Greetings from LadyLand

Finding freedom and fabulousness at Ladyfag’s annual queer music festival

Thank god for Louis. Or was it Lewis? 

I was fading, realizing I had to choose between standing in line for food and sitting down. My legs felt like concrete with blood pounding through them, and food became secondary. We were about four hours into LadyLand, a distinctly queer music festival pumping and pumping at ‘Under the K’ Bridge Park. Now eight years old, this festival brainchild of queer nightlife impresario Ladyfag also resulted in a $150,000 donation from event sponsor Kiehl’s to the Ali Forney Center, a queer youth shelter in New York. 

Beats throbbed and twisted around me, lights flashing purple and neon green. A parade of people coursed through the venue, their magically intentional whale tails of neon and red, stockings of fishnet; their corsets pulled tight, harnesses tidily strapped; the occasional pair of butterfly wings even floated by. I loved watching people be so freely themselves, even as I found a place to sit on the sidelines. 

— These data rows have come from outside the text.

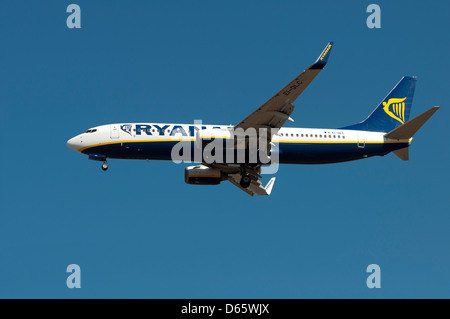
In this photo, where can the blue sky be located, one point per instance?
(138, 231)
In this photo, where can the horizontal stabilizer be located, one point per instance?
(402, 153)
(407, 130)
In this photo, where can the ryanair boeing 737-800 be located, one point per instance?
(387, 129)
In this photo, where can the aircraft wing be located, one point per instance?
(277, 110)
(272, 115)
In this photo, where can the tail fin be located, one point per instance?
(393, 111)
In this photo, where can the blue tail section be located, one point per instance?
(393, 111)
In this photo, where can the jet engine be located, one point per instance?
(203, 175)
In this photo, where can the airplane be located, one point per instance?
(387, 129)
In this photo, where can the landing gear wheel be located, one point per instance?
(245, 181)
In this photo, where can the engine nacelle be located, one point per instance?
(202, 175)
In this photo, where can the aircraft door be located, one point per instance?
(114, 131)
(361, 141)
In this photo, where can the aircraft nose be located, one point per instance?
(74, 143)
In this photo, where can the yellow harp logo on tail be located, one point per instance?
(395, 108)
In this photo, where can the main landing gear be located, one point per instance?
(245, 181)
(245, 178)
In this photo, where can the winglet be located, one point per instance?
(323, 58)
(269, 186)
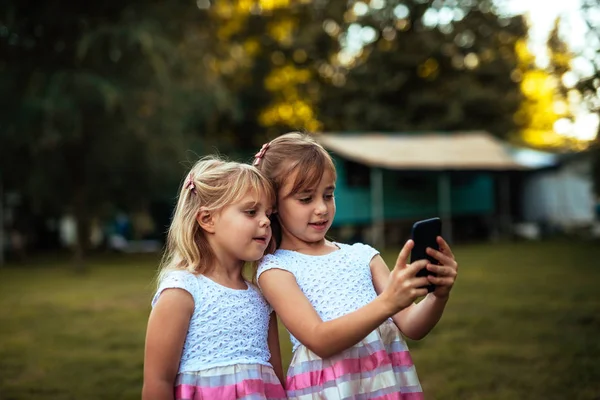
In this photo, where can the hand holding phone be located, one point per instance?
(424, 234)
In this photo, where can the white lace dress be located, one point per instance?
(225, 354)
(338, 283)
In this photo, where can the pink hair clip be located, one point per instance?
(190, 183)
(261, 153)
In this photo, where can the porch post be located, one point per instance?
(445, 204)
(377, 210)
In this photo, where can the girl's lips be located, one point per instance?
(319, 225)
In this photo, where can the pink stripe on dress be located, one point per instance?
(240, 389)
(348, 366)
(401, 396)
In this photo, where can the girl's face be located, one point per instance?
(242, 231)
(305, 217)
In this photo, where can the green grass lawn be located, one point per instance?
(523, 323)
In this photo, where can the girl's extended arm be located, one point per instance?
(274, 348)
(165, 336)
(328, 338)
(417, 320)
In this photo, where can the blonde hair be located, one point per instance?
(292, 152)
(213, 184)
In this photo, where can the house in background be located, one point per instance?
(386, 182)
(559, 194)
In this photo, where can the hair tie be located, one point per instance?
(261, 153)
(190, 183)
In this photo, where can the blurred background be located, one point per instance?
(485, 113)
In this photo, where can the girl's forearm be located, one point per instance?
(331, 337)
(418, 320)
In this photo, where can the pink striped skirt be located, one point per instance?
(378, 367)
(241, 381)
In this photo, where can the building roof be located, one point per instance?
(424, 151)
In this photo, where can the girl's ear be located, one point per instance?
(206, 220)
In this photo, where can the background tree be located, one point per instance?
(96, 102)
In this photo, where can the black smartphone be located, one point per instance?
(424, 234)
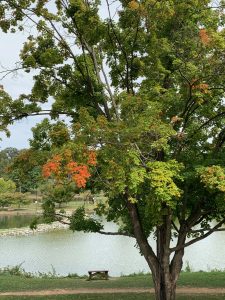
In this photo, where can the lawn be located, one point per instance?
(20, 283)
(113, 297)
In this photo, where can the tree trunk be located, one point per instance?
(164, 272)
(165, 289)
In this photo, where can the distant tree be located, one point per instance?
(144, 88)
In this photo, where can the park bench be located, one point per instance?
(100, 274)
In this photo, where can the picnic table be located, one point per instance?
(101, 274)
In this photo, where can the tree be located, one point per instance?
(8, 194)
(144, 88)
(26, 169)
(6, 157)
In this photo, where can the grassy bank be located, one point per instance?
(20, 283)
(113, 297)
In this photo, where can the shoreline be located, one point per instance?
(41, 228)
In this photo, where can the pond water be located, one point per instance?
(77, 252)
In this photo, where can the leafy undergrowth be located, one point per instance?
(20, 282)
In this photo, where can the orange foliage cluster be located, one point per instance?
(133, 5)
(52, 167)
(79, 173)
(92, 158)
(204, 37)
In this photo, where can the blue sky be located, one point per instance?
(14, 84)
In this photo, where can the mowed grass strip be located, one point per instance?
(20, 283)
(112, 297)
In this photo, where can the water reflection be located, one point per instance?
(77, 253)
(15, 221)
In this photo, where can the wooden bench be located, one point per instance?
(101, 274)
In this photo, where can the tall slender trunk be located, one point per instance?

I had alternated these past few hours dancing and taking pictures, dancing and taking pictures, listening to The Illustrious Blacks chant “Suck My Disco!” in inflatable black headdresses. Seeing drag artist Beaujangless strut and swirl in spike stilettos. Seeing Australian “techno pop princess” Sam Quealy flick her blonde locks in perfect hairography with her “sexy French dancers,” as she called them. Listening to what seemed like an entire crowd sing along to Madonna’s “Like a Prayer,” as DJ Meredith Marks, in all of her rhinestones and sequins, spun the song into the air like fairy dust. To Cupcakke spit the wonderful nastiness of her song “Squidward Nose” into the mic, about “his dick smaller than my toes.” I watched my friends Stephen and Jesse dance carefree, having come down expressly for the evening from their home in the Hudson Valley, their arms winding upward toward the sky. I have absolutely no doubt people seeking out LadyLand could find there a place to feel like they belong, amongst the rappers and the house music, the drag performances and the butterfly wings. And our evening’s headliner, Kim Petras, hadn’t even gone on yet. I sat and watched LadyLanders go by when I heard a voice next to me. 

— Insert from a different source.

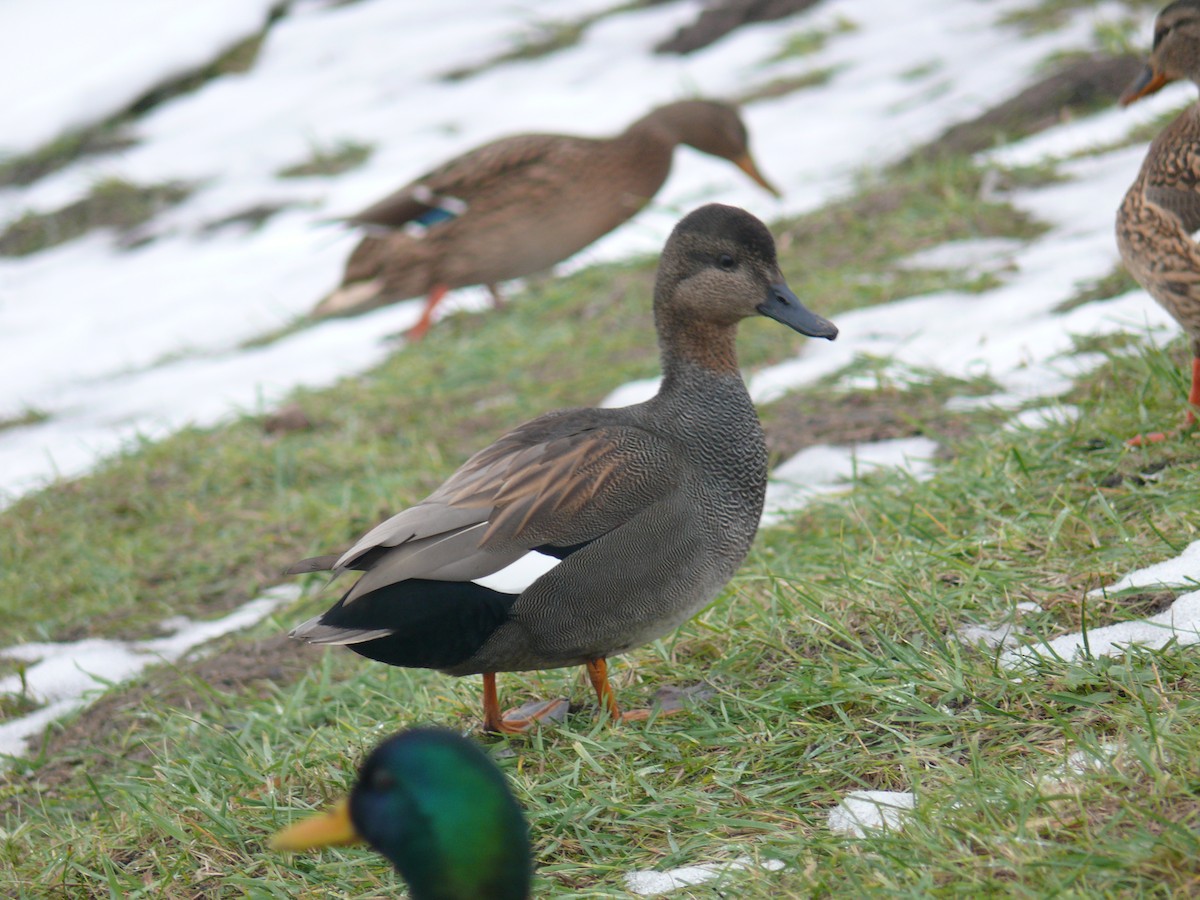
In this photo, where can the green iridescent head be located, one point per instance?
(437, 807)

“Do you want a bite of an empanada? My husband and I ordered too many,” said the voice that would belong to Louis (or Lewis). As if seeing into my soul, Louis handed me a veggie empanada that was warm and toasty in my hands. “How did you know!” I laughed, and he offered me another one, this time a bite of beef. Was it my first LadyLand? he wanted to know. It was. Was it yours? I asked. It wasn’t–Louis and his husband had been coming for several years, having learned about it both by word of mouth and on Instagram.

So much can travel so quickly now to eyes and ears meant for them. I was glad to see LadyLand was able to find people who had been looking for it, maybe even before they knew it existed. Even more so, I was happy it drew people like Louis, who wanted to hear Our Lady Kim, yes, but would also happily share a bite with a stranger. But maybe stranger is the wrong word–if I was there, after all, we were in likely cut from the same cloth in some way. It was only two bites of an empanada but it felt like a hug.

Was this the LadyLand metaphor in action? It may only be one night, but here under the Kosciuszko Bridge, it was an embrace you’d maybe take with you into the rest of your night, your weekend, your year, until next time.

Legs stabilized, I made my way to the pit to photograph Kim, with her long legs and miniskirt and magenta heels to the moon, may the goddess bless and keep us all. Her album Detour had only been out for a month but a chorus of voices sang along with her just the same, cheering for every hair toss and exclamation of popstar perfection. After the standard three or so songs and out–the number of songs you can photograph from the pit–I went to find Stephen and Jesse in the crowd, in time for one of my own favorite songs from Detour, “Jeep.” Our arms linked and we swayed together. 

When people ask me in the coming days what I thought of LadyLand, these are the things I will tell them–about Louis, about Stephen and Jesse dancing, about watching people be themselves with abandon. About how I never thought LadyLand would be anything short of electric, and how I was right.